Is AT&T Able to 'Win the Peace'?
| PITTSBURGH
IF American Telephone & Telegraph Company manages to take over NCR Corporation, it faces the even bigger challenge of making the takeover work. "It makes an enormous amount of sense that AT&T wants to do this," says Kathryn Rudie Harrigan, director of the Strategy Research Center at Columbia University. But "I can only assume that this is going to be a nightmare."
Most takeovers are difficult. They usually involve merging different strategies and different corporate cultures. Many experts say high-technology takeovers are especially hard.
"The problem indeed is tougher in a high-tech environment," says Henry Riggs, president of Harvey Mudd College and author of a book on high-tech management. "Timing is everything in a fast-moving industry like computers."
People problems crop up too. Computer specialists can be fiercely possessive about projects, professor Harrigan says. Cancel the project or make them unhappy, and the brightest employees simply leave.
Recent history is littered with examples of high-tech acquisitions and mergers that didn't work out: Unisys (a combination of Sperry and Burroughs), IBM's takeover of Rolm, and Kodak's acquisition of Atex. AT&T's own investment in Olivetti didn't provide the success in Europe that AT&T had hoped.
Now AT&T is trying again. It hopes to revamp its own flagging computer line by acquiring NCR, the fifth-largest computermaker in the United States.
NCR has tried to stave off a takeover since AT&T announced its $90-a-share bid for the company in December. It took out huge ads urging stockholders not to sell their shares to AT&T. It started a new employee stock plan to make a takeover more expensive. It tried to get the Federal Communications Commission (FCC) to investigate whether an AT&T takeover was legal.
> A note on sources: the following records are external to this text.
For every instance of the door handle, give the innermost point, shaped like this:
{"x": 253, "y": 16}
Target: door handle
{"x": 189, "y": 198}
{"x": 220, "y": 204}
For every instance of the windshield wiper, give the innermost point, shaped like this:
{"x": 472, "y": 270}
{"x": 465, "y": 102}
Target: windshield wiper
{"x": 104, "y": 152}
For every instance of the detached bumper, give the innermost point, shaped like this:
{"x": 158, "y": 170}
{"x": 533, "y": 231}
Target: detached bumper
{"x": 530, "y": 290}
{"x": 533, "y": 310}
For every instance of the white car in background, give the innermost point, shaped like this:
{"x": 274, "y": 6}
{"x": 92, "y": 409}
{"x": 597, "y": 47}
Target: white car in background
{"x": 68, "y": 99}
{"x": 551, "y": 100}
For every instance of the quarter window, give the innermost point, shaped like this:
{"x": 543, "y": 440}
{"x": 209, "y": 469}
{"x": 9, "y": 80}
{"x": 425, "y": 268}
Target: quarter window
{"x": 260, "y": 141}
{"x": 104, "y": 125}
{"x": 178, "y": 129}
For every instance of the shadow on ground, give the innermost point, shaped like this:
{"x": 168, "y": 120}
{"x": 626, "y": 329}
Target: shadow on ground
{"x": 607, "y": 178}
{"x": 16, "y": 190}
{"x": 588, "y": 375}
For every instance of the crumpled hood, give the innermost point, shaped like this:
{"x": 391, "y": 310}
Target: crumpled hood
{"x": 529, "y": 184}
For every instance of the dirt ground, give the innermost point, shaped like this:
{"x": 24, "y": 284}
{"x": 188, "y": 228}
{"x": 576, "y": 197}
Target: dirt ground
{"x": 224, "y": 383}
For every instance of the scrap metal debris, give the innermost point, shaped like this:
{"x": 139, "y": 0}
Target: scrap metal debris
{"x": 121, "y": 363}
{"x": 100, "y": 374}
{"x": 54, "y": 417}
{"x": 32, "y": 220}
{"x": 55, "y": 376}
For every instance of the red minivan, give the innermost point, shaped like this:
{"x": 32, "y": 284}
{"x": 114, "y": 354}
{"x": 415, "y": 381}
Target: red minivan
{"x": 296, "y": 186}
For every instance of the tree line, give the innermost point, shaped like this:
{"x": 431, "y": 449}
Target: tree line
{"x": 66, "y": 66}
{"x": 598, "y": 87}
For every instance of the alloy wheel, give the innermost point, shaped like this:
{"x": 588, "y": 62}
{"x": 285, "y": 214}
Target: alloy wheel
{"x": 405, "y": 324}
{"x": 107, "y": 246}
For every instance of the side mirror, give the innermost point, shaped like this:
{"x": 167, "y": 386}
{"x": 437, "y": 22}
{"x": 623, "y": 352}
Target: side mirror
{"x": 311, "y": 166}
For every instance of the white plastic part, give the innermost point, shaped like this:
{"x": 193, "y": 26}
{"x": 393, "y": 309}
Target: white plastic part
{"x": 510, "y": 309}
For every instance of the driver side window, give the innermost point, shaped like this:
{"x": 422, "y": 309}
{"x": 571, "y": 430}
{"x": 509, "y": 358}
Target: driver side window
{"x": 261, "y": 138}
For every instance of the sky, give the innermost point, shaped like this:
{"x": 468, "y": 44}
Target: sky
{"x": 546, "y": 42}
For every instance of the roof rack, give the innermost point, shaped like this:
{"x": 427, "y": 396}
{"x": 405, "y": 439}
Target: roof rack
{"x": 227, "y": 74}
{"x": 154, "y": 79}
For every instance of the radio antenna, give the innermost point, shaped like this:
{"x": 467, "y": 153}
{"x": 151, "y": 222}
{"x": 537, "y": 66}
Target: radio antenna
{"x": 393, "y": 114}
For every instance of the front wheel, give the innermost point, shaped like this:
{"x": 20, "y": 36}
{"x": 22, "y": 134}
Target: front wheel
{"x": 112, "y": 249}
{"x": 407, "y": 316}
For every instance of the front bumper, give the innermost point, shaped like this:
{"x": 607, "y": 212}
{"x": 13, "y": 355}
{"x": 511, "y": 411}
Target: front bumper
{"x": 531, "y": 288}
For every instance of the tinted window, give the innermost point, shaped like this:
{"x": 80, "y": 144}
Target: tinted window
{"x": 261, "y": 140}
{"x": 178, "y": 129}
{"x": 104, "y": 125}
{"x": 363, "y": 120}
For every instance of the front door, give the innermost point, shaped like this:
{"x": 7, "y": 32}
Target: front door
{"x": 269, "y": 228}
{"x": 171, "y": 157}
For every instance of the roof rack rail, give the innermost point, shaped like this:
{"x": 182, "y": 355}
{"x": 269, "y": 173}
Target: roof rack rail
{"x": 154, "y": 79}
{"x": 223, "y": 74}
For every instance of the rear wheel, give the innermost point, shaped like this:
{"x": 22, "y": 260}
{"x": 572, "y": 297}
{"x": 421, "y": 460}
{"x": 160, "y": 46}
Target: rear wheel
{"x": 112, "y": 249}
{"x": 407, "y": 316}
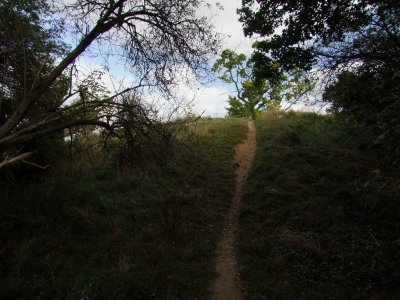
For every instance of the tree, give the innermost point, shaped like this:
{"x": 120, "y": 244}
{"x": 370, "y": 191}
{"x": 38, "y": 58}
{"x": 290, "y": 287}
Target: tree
{"x": 254, "y": 95}
{"x": 333, "y": 33}
{"x": 250, "y": 94}
{"x": 356, "y": 43}
{"x": 157, "y": 38}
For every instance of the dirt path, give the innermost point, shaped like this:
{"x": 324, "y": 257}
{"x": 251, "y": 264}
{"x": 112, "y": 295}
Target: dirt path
{"x": 227, "y": 285}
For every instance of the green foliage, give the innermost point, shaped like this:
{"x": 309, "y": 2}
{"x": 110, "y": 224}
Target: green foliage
{"x": 251, "y": 96}
{"x": 319, "y": 216}
{"x": 372, "y": 98}
{"x": 254, "y": 95}
{"x": 87, "y": 230}
{"x": 357, "y": 40}
{"x": 332, "y": 31}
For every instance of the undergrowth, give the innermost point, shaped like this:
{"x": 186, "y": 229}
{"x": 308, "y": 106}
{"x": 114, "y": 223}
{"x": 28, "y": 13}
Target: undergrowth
{"x": 85, "y": 231}
{"x": 320, "y": 216}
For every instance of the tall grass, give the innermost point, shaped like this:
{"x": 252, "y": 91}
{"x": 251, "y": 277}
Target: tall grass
{"x": 320, "y": 216}
{"x": 84, "y": 230}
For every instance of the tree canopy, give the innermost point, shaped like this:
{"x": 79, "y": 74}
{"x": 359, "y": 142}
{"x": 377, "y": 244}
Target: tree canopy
{"x": 155, "y": 40}
{"x": 330, "y": 33}
{"x": 355, "y": 43}
{"x": 252, "y": 95}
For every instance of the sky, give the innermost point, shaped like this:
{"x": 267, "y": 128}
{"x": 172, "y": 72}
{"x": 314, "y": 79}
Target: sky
{"x": 206, "y": 99}
{"x": 211, "y": 100}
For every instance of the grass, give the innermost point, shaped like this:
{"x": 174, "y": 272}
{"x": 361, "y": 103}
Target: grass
{"x": 80, "y": 231}
{"x": 320, "y": 217}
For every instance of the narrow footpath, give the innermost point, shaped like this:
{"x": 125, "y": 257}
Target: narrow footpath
{"x": 228, "y": 285}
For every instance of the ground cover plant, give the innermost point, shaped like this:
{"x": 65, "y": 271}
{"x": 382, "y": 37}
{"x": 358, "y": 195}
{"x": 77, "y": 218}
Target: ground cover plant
{"x": 320, "y": 214}
{"x": 86, "y": 231}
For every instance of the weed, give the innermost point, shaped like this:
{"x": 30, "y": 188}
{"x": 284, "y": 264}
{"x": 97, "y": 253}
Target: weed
{"x": 317, "y": 221}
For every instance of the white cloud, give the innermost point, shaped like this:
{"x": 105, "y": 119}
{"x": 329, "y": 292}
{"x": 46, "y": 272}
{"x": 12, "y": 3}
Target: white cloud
{"x": 226, "y": 21}
{"x": 212, "y": 101}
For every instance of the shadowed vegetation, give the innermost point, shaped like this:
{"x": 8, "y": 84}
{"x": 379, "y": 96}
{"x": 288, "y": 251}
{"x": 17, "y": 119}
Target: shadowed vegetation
{"x": 320, "y": 215}
{"x": 88, "y": 231}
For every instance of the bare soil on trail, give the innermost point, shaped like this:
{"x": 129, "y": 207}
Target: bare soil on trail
{"x": 228, "y": 285}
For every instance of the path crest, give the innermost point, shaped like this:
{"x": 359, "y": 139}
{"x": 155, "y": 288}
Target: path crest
{"x": 228, "y": 285}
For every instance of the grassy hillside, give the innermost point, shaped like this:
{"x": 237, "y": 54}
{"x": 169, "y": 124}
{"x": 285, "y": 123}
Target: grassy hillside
{"x": 83, "y": 231}
{"x": 320, "y": 217}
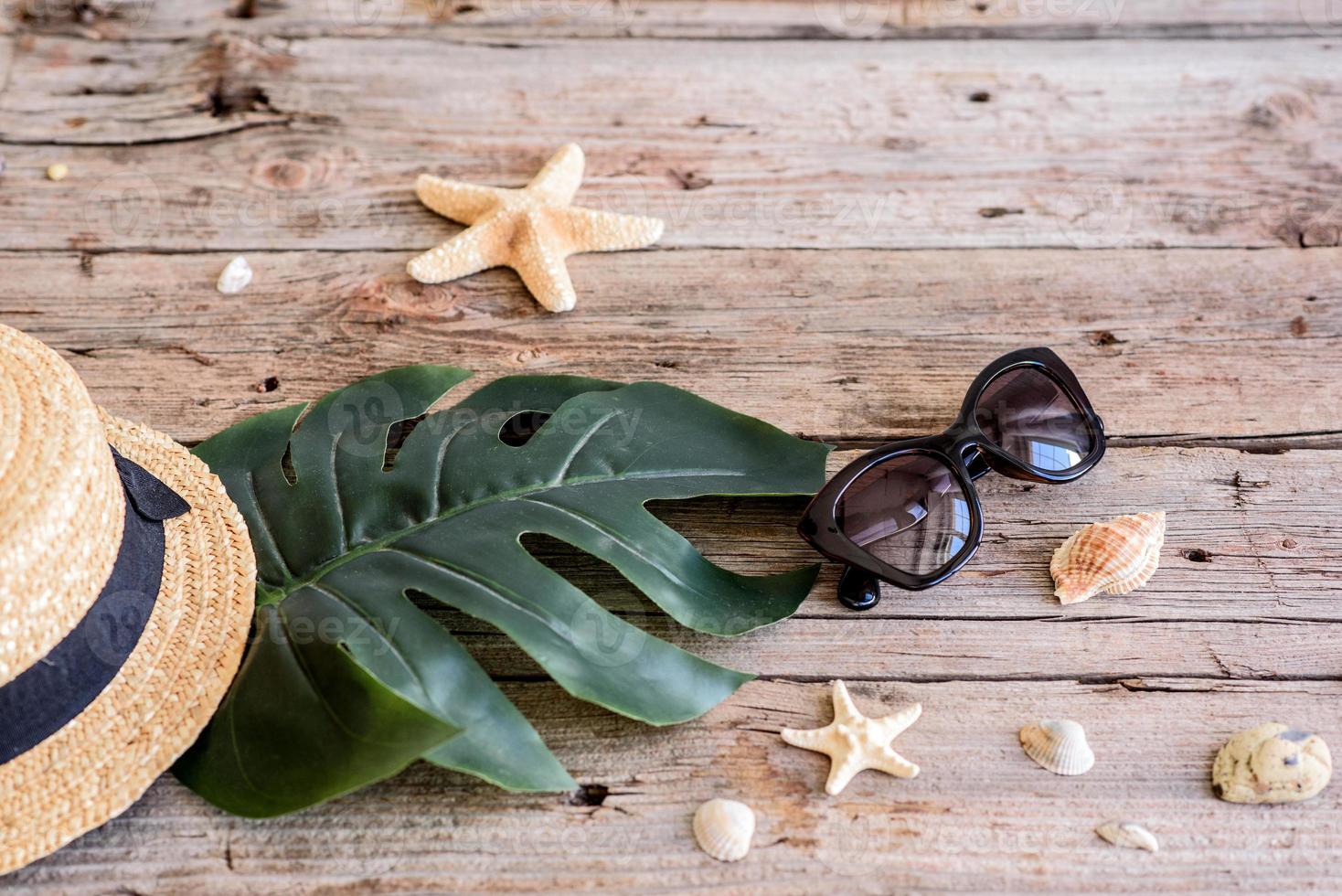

These defenses failed. The FCC refused to look into the takeover. A federal judge struck down the stock plan. At NCR's annual meeting Thursday in Dayton, Ohio, AT&T won a majority of shareholders' votes, according to preliminary results. AT&T appears poised to replace four - but not all - of NCR's 12 directors.
NCR could still emerge as an independent company, but pressures are mounting for a sale. The day of the annual meeting, NCR announced for the first time its official asking price - $110 per share. AT&T had said it would pay $100 a share if NCR allowed a friendly takeover. Both companies have indicated that talks would continue this week.
As an AT&T takeover looks increasingly likely, the telecommunications giant is preparing for how it will handle the company once it acquires it.
"It has the potential of being a brilliant merger," says Jon Goodman, director of the entrepreneurial program at the University of Southern California. "Whether or not it works depends on how good the managers are."
A successful takeover would be something of a first in the computer industry, acknowledges William O'Shea, AT&T's vice president in charge of marketing and development of computer lines. He says the takeover should show some results within 18 months in terms of new products.
AT&T is interested in NCR for several marketing and product reasons. NCR has a strong computer presence in Europe and Japan, which AT&T lacks. Both companies have embraced the concept of "open systems," which would allow all varieties of computers to be linked together.
What AT&T wants to build is a company that can handle electronic transactions from end-to-end. NCR makes machines that handle those transactions in two important industries: automated teller machines for banks and point-of-sale terminals for retail stores. AT&T's telephone network carries many of those electronic transactions and AT&T has developed considerable expertise in networking the machines that send and receive such data.
From a marketing standpoint, NCR has developed a reputation for customer service that AT&T's computer division lacks.
"They [AT&T] never were able to help or make us happy," says one Los Angeles-area vendor who sells AT&T and NCR computers. "Their flexibility is almost nil."
The biggest challenge will be integrating the people of both organizations, takeover researchers say. If an AT&T-owned NCR a year from now still retains 75 percent of its current staff, that would suggest AT&T was doing things right, Harrigan says.